TurnTrout comments on AGI Ruin: A List of Lethalities

TurnTrout 1 Jan 2024 20:33 UTC
LW: 53 AF: 22
28
AF
Reading this post made me more optimistic about alignment and AI. My suspension of disbelief snapped; I realized how vague and bad a lot of these “classic” alignment arguments are, and how many of them are secretly vague analogies and intuitions about evolution.
While I agree with a few points on this list, I think this list is fundamentally misguided. The list is written in a language which assigns short encodings to confused and incorrect ideas. I think a person who tries to deeply internalize this post’s worldview will end up more confused about alignment and AI, and urge new researchers to not spend too much time trying to internalize this post’s ideas. (Definitely consider whether I am right in my claims here. Think for yourself. If you don’t know how to think for yourself, I wrote about exactly how to do it! But my guess is that deeply engaging with this post is, at best, a waste of time.^[1])

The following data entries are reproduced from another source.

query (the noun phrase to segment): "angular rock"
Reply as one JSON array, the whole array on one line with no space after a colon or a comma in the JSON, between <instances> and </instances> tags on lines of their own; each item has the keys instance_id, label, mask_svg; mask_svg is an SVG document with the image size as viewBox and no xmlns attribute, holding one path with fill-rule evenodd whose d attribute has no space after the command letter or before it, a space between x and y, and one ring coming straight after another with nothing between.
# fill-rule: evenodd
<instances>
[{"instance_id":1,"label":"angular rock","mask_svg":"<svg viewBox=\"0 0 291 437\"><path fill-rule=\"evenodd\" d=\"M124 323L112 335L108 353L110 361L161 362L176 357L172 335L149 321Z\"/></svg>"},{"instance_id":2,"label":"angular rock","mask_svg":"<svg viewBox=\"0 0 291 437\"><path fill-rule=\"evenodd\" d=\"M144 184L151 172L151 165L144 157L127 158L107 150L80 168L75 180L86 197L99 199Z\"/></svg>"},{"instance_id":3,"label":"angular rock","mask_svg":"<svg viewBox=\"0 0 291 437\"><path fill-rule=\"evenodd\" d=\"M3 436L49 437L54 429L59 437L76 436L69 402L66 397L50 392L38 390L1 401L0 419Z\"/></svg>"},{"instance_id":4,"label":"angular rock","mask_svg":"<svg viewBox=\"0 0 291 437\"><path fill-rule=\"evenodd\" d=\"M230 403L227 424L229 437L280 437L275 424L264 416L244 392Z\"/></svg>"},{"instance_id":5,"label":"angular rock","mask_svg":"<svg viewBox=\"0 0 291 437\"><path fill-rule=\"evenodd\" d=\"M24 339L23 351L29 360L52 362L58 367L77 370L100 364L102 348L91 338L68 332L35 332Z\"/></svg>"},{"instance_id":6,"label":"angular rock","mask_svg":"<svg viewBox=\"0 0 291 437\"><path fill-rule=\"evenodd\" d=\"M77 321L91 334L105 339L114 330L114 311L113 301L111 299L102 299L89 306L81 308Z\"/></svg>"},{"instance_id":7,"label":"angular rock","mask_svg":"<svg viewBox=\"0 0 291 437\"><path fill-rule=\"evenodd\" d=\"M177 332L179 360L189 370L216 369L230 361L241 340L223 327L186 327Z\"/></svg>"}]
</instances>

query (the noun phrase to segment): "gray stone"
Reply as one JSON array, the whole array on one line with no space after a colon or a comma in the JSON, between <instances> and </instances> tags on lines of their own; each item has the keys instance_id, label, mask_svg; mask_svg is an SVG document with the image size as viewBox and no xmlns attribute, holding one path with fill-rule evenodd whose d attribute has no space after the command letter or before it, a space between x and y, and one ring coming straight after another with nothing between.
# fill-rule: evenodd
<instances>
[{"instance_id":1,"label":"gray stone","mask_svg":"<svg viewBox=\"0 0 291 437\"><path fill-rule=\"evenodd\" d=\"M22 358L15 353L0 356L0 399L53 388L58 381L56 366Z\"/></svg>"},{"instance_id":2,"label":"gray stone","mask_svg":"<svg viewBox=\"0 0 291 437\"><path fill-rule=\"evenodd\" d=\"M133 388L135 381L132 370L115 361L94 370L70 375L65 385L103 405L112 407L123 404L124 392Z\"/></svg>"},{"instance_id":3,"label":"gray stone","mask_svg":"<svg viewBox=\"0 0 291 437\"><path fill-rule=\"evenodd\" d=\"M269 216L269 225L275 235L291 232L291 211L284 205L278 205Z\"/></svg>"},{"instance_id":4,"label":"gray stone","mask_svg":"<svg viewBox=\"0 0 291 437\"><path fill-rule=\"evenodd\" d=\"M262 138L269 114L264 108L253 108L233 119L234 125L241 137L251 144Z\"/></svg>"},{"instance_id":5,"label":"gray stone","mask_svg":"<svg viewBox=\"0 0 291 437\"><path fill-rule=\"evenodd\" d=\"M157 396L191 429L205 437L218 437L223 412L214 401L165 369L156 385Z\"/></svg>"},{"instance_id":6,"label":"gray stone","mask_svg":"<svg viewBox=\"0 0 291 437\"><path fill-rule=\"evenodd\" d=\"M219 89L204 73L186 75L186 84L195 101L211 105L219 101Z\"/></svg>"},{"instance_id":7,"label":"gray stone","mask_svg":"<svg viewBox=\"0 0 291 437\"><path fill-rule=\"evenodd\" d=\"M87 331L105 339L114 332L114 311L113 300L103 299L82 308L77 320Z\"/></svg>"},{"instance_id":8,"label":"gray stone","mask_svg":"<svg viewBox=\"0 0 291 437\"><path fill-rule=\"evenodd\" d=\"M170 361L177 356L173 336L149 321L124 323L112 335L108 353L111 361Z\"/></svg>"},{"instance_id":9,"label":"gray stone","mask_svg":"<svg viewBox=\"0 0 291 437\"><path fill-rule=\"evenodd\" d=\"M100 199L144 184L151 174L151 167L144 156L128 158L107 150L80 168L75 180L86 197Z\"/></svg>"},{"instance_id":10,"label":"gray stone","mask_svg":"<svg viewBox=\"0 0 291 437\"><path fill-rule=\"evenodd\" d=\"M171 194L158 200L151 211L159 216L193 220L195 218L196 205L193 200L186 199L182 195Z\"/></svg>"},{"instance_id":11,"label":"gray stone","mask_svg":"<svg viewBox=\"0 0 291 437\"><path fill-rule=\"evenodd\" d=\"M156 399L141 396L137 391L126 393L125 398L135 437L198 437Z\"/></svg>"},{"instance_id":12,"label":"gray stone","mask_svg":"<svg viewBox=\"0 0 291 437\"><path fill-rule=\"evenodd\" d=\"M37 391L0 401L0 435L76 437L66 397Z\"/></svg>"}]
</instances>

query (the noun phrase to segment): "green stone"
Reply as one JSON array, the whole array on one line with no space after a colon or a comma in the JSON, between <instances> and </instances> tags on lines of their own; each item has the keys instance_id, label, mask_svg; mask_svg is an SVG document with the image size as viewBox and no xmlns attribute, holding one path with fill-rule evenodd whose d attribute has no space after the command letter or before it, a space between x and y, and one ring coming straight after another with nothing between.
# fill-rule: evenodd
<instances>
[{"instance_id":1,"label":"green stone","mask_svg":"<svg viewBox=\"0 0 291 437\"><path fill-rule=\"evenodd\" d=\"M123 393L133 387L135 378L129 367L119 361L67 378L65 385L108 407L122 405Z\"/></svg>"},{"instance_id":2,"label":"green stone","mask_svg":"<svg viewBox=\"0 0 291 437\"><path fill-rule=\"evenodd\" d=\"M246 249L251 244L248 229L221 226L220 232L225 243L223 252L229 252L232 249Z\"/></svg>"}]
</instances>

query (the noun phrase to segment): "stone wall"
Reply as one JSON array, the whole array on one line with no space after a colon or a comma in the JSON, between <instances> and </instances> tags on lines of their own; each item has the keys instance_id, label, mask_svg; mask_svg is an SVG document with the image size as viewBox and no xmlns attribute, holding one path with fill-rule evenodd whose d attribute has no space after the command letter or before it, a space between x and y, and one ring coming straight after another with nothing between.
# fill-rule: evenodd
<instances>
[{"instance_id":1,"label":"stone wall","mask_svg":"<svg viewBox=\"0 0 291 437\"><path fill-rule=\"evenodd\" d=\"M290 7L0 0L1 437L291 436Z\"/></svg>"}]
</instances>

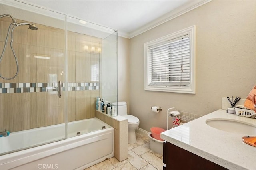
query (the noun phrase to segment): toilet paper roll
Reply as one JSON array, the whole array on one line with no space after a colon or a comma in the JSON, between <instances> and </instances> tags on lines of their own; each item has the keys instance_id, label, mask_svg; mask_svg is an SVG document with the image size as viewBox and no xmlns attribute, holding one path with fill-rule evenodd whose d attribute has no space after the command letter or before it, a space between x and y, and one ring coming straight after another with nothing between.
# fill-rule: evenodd
<instances>
[{"instance_id":1,"label":"toilet paper roll","mask_svg":"<svg viewBox=\"0 0 256 170\"><path fill-rule=\"evenodd\" d=\"M152 112L158 113L159 112L159 107L158 106L153 106L151 109Z\"/></svg>"}]
</instances>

I think this piece is not “overconfident”, because “overconfident” suggests that Lethalities is simply assigning extreme credences to reasonable questions (like “is deceptive alignment the default?”). Rather, I think both its predictions and questions are not reasonable because they are not located by good evidence or arguments. (Example: I think that deceptive alignment is only supported by flimsy arguments.)
I personally think Eliezer’s alignment worldview (as I understand it!) appears to exist in an alternative reality derived from unjustified background assumptions.^[2] Given those assumptions, then sure, Eliezer’s reasoning steps are probably locally valid. But I think that in reality, most of this worldview ends up irrelevant and misleading because the background assumptions don’t hold.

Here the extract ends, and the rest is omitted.